A Rewrite of EPA Cement Rules Voted for by House
Updated: Aug 29
The House voted on Thursday for a measure that would force the Environmental Protection Agency (EPA) to rewrite its new air pollution regulations for cement plants. This vote comes amid other efforts to weaken the agenda of the EPA.
To become law, the bill must be passed in the Senate first. At this point, that appears unlikely, however there are a few Democrats in the Senate that have expressed support for the delay of cement regulations. Even if the bill does not go through the Senate, it is expected to show up as part of negotiations on 2012 federal spending levels.

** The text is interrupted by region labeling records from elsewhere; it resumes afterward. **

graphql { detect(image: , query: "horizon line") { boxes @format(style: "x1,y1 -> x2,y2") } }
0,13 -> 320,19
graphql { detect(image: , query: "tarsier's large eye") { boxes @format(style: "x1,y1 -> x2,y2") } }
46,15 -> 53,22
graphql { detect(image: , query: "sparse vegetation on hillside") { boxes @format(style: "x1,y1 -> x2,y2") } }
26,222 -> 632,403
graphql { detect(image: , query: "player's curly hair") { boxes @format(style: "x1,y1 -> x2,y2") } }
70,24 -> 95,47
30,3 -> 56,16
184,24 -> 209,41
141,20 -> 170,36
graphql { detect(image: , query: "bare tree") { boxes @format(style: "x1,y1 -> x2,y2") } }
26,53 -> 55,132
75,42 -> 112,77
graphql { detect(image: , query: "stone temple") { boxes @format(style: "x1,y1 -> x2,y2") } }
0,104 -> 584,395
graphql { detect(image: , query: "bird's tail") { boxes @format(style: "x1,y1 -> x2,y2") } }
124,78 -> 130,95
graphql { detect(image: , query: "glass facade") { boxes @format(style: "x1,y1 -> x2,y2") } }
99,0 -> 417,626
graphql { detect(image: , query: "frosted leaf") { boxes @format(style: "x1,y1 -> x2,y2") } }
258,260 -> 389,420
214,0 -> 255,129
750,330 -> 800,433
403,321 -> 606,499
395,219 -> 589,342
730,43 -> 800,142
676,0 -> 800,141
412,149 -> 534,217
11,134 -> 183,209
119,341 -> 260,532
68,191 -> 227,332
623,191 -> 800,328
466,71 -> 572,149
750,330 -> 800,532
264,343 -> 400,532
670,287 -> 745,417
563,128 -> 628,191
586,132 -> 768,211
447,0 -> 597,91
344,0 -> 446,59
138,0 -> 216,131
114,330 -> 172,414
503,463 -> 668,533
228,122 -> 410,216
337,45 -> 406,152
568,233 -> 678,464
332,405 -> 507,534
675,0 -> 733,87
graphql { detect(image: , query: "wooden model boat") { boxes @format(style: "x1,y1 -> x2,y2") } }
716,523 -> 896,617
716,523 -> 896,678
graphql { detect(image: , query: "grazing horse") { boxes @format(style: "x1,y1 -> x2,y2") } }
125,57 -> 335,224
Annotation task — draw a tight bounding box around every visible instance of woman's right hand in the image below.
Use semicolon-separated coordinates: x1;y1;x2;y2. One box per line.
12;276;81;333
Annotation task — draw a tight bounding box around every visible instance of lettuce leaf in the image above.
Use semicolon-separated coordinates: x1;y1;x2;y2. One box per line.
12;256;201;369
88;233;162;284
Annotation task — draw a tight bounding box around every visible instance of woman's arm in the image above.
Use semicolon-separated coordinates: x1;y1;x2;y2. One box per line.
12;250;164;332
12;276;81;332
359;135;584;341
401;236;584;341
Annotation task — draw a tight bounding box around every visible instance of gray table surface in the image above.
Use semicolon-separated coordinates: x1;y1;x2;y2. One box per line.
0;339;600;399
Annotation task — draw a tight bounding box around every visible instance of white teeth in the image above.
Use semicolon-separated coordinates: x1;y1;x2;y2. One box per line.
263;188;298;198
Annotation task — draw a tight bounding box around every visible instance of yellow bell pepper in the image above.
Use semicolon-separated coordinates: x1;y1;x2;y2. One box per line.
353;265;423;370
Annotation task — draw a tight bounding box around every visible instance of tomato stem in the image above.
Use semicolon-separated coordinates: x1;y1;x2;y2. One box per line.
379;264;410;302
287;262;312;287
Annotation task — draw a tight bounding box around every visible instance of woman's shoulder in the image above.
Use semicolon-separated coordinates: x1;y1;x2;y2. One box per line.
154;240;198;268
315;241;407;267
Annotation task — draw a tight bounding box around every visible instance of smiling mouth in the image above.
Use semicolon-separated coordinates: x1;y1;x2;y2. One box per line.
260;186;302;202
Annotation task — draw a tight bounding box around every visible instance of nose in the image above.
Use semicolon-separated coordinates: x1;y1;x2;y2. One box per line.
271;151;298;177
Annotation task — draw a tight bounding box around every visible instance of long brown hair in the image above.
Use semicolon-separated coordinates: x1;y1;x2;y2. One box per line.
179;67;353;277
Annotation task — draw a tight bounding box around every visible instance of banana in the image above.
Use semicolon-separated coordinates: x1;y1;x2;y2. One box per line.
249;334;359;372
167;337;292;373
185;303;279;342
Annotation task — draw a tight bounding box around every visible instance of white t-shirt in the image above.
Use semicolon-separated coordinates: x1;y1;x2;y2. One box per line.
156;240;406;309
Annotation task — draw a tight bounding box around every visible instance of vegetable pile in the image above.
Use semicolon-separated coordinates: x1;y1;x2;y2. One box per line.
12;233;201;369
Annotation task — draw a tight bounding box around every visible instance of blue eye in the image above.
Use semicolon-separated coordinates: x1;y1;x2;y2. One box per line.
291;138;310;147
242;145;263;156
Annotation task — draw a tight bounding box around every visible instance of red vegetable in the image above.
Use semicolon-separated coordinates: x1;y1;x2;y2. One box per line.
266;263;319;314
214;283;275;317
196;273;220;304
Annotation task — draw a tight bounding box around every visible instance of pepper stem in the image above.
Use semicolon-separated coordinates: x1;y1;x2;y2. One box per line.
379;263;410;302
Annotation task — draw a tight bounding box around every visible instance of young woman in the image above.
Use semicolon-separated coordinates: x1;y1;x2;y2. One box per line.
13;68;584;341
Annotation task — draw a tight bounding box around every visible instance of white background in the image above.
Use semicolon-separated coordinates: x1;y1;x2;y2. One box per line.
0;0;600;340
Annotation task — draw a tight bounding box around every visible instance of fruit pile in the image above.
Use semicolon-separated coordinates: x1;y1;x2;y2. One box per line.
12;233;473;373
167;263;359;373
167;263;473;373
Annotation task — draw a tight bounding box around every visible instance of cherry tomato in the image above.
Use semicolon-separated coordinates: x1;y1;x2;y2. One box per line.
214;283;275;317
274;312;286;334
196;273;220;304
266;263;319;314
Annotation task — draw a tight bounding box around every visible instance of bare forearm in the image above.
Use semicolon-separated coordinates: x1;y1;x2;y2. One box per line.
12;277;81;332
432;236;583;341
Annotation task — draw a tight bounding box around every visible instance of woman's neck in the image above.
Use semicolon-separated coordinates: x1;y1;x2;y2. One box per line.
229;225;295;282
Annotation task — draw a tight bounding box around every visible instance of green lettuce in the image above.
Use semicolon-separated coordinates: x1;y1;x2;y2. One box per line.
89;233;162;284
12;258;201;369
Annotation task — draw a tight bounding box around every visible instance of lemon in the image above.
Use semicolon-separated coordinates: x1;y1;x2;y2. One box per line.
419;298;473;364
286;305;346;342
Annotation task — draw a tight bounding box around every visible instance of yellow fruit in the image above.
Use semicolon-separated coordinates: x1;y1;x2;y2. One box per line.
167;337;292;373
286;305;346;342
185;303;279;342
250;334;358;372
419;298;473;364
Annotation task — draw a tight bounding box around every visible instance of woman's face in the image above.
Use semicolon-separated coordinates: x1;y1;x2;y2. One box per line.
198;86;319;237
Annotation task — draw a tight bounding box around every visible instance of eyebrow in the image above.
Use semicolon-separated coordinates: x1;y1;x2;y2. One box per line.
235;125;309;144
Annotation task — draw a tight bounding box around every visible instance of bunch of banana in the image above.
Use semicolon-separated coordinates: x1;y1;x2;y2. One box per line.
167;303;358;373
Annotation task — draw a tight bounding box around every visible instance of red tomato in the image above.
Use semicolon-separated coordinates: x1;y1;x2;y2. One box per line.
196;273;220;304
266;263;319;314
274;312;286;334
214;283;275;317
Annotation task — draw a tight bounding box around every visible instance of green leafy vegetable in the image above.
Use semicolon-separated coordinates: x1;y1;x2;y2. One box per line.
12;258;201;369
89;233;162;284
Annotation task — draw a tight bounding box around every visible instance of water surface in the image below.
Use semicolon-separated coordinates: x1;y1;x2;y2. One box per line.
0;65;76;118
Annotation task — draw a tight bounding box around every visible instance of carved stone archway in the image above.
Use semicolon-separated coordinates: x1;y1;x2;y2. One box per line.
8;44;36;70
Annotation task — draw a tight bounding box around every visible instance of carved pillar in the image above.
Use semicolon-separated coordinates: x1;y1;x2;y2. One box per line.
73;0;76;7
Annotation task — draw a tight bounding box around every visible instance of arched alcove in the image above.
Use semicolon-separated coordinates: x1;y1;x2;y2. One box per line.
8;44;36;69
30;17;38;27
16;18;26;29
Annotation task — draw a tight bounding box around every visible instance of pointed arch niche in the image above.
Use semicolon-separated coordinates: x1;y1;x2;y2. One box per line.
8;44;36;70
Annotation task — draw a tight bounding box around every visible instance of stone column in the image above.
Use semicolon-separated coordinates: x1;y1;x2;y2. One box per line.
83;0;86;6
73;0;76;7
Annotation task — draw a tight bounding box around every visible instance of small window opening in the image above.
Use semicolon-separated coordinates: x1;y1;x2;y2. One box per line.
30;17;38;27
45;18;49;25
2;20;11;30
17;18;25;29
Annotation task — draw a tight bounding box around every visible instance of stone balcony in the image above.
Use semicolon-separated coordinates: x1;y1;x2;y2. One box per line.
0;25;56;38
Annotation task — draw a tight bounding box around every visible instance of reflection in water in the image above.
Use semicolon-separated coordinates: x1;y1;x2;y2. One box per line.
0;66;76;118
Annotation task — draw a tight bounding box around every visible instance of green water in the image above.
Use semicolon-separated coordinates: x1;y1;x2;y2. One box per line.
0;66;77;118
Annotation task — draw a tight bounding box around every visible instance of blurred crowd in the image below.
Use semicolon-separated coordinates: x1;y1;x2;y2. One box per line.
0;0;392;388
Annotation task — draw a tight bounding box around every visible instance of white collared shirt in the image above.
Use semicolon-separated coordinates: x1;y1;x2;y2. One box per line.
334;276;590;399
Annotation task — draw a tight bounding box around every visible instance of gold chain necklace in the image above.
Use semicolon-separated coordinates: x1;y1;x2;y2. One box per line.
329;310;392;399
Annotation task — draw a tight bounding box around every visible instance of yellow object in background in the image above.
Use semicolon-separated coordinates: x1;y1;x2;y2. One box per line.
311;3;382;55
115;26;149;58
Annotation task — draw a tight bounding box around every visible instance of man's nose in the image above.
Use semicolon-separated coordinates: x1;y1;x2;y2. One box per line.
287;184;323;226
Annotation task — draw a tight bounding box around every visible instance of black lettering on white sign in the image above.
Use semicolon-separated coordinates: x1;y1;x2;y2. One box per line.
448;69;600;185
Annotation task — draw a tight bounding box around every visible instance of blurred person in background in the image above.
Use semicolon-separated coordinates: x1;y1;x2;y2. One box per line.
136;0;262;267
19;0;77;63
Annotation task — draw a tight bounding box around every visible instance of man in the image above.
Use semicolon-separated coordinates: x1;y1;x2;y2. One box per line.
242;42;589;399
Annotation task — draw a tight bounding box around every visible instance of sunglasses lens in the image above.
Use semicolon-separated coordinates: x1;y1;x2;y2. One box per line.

If passed, the bill would require the EPA to withdrawal the existing rules and revise them so that they are less burdensome to the cement industry. The rules address toxic emissions from cement kilns. Additionally, the bill would give these cement facilities an extra five years to comply with the rules.
The supporters of the bill believe that the emission targets in the current rule are too difficult to achieve and will cause some plants to shut down. The Portland Cement Association claims that 18 out of the 97 cement plants in the U.S. would be forced to shut down if the rule remains the same.
The EPA says these estimates are high, claiming that 10 plants would be forced to shut down. They also state that even with these shutdowns, the economic benefits of healthier population would outweigh the costs. The rules would require large reductions of mercury and other pollutant emissions. Some saying that by passing this bill, it would set a precedent that EPA should set standards that are less burdensome to industry even if they believe strict standards are necessary.
“In effect, the bill would exempt cement kilns from ever having to achieve meaningful reductions in toxic air pollution,” said Rep. Henry Waxman (D., Calif.). “It is turning our back on the purpose of the Clean Air Act.”
The White House and President Obama oppose the bill. The House voted 262-161 in favor of the bill.